The statement also cited a global corruption index published by Transparency International that saw Iran fall into the bottom 15, ranking it one of the world’s most crookedly run countries in 2009. According to group’s annual Corruption Perception Index, Iran had fallen to 168th on the list of 180 countries, next to countries such as Burundi, Haiti, Guinea, Turkmenistan and Equatorial Guinea.

The Council also highlighted the Ahmadinejad administration’s poor economic performance despite having enjoyed windfall oil revenues in the past six years, an amount almost equal to half of Iran’s total oil income since the discovery of oil in the country. It stressed that “poverty, financial corruption, unemployment, inflation and class differences” as well as “the rapid regression of the national economy,” and the dependence on oil income and the outside world represented “a fraction of the achievements of rulers who enthral and fascinate people with their deceitful slogans but in practice, squander the nation’s resources.”

“The bare minimum of the people’s expectation is that transparent action and convincing clarification about the roots, causes and those who ordered and perpetrated this unprecedented fraud be provided for the public” the council maintained, while warning that authorities were eager to sweep the fraud issue under the carpet and to prevent further media coverage of the affair.

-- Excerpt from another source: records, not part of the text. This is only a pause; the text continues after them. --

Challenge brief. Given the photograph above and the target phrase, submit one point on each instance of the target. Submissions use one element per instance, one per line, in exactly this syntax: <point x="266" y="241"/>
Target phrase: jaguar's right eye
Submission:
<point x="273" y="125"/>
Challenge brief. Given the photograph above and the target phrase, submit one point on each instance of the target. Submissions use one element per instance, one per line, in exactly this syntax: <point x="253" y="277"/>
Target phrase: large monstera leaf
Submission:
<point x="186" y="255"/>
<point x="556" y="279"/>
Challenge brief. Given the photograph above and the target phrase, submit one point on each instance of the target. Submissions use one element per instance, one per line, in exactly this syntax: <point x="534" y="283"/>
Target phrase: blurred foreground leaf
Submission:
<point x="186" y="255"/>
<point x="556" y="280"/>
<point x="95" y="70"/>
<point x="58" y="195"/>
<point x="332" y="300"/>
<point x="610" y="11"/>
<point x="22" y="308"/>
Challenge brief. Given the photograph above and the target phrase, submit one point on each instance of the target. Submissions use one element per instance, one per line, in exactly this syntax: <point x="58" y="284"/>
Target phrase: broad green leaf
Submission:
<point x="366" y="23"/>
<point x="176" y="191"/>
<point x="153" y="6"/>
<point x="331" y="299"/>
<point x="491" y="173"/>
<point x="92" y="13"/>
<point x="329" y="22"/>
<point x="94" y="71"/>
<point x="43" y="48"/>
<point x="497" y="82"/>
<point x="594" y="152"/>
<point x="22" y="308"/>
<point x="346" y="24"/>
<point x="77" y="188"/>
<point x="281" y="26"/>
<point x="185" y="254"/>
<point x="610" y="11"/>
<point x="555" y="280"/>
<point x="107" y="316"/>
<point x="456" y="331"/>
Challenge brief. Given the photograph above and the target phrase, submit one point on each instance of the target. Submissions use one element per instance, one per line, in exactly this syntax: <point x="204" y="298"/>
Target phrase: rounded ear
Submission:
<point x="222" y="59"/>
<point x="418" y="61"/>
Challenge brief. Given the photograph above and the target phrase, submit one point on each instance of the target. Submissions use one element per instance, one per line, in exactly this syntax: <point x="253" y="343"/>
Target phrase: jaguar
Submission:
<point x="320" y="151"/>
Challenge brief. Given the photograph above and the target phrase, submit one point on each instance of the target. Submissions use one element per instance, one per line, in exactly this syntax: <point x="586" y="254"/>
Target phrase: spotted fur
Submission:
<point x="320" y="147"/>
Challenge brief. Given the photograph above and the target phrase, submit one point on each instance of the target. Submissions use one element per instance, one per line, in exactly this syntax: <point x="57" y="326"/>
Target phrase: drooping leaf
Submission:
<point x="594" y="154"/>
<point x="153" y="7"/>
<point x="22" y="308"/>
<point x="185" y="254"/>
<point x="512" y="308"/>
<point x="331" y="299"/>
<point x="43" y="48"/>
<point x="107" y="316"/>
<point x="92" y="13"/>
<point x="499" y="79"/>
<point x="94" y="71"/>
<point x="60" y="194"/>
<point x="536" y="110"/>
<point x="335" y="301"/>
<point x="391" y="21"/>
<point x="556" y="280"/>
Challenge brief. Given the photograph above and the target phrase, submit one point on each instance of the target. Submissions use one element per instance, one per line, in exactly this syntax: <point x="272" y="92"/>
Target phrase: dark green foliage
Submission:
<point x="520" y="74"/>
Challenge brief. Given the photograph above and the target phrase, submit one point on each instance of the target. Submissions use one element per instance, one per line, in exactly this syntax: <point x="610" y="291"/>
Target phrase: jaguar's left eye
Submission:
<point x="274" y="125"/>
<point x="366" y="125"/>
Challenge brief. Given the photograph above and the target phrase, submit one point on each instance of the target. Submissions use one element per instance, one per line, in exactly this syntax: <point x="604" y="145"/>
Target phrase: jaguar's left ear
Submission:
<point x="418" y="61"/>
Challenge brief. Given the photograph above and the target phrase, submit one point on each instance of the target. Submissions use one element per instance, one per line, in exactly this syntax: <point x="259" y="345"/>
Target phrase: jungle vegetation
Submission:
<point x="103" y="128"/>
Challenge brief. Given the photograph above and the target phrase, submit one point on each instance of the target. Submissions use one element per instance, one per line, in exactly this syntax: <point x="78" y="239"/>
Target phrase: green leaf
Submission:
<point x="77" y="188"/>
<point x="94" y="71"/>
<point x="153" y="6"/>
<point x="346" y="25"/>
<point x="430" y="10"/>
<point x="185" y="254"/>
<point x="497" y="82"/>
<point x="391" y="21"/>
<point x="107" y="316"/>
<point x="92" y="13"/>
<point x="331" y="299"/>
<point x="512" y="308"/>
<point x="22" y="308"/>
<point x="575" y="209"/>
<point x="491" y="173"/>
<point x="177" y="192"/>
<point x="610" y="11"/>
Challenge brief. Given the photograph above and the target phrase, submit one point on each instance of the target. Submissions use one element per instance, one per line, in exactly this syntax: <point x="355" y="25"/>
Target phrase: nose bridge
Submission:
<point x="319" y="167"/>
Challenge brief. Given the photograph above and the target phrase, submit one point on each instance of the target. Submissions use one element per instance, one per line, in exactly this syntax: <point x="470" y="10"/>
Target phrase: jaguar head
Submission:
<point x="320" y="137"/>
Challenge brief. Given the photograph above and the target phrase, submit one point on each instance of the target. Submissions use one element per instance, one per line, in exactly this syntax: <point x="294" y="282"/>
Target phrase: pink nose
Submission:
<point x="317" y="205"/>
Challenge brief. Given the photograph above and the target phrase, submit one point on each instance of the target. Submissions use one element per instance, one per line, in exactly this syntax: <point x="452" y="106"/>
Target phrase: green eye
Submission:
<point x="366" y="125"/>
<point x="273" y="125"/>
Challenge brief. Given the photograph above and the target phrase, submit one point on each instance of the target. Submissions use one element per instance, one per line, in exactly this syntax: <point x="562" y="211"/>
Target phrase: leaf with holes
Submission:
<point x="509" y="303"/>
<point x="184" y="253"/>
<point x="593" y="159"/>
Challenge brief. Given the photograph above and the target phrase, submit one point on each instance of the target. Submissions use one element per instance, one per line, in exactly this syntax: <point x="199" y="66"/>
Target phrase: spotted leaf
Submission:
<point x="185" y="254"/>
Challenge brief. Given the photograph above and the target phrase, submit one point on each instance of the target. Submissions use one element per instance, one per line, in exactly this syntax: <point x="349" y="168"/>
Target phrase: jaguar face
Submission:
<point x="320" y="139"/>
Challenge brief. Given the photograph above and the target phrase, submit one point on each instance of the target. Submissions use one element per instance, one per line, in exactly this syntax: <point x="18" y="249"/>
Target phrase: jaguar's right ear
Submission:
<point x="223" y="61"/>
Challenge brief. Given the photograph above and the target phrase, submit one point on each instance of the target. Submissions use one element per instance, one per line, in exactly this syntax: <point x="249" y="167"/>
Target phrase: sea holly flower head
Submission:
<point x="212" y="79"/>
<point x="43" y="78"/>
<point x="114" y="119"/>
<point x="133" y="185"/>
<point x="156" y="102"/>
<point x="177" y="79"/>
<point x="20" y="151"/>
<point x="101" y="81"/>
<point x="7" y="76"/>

In early October, Iran’s supreme leader Ali Khamenei called for an end to the Iranian media’s reporting on the embezzlement story. However, the Coordination Council argued that “this issue is neither personal nor security-related and one cannot prevent the people from inquiring about it.”

“Financial and administrative corruption as well as the squandering of public funds are public matters and concern all the population. The country’s citizens feel its negative impacts in their daily lives; therefore they have a right to expect this scandal to be transparently looked into before the general public rather than behind closed doors.”

The Coordination Council, whose members were handpicked by Mousavi and Karroubi prior to their house, accused authorities of seeking to downplay the scam and erasing it from the people’s recollection. It also said that the Iranian regime had “completely isolated” the opposition figures from the outside world, out of fear that their statements would make their way onto the streets.

The statement called on Iranians to take part in confronting the authorities’ campaign of “concealment” and misinformation with respect to the fraud controversy and to voice their protest against ongoing mistreatment of political prisoners, including Karroubi and Mousavi, to the rulers of Iran as well as international public opinion.

In the end, Green Movement activists were urged “not to allow this case to have a similar fate to that of the Karizak [prisoner abuse scandal] and the [attacks on the Tehran] University Dorm.”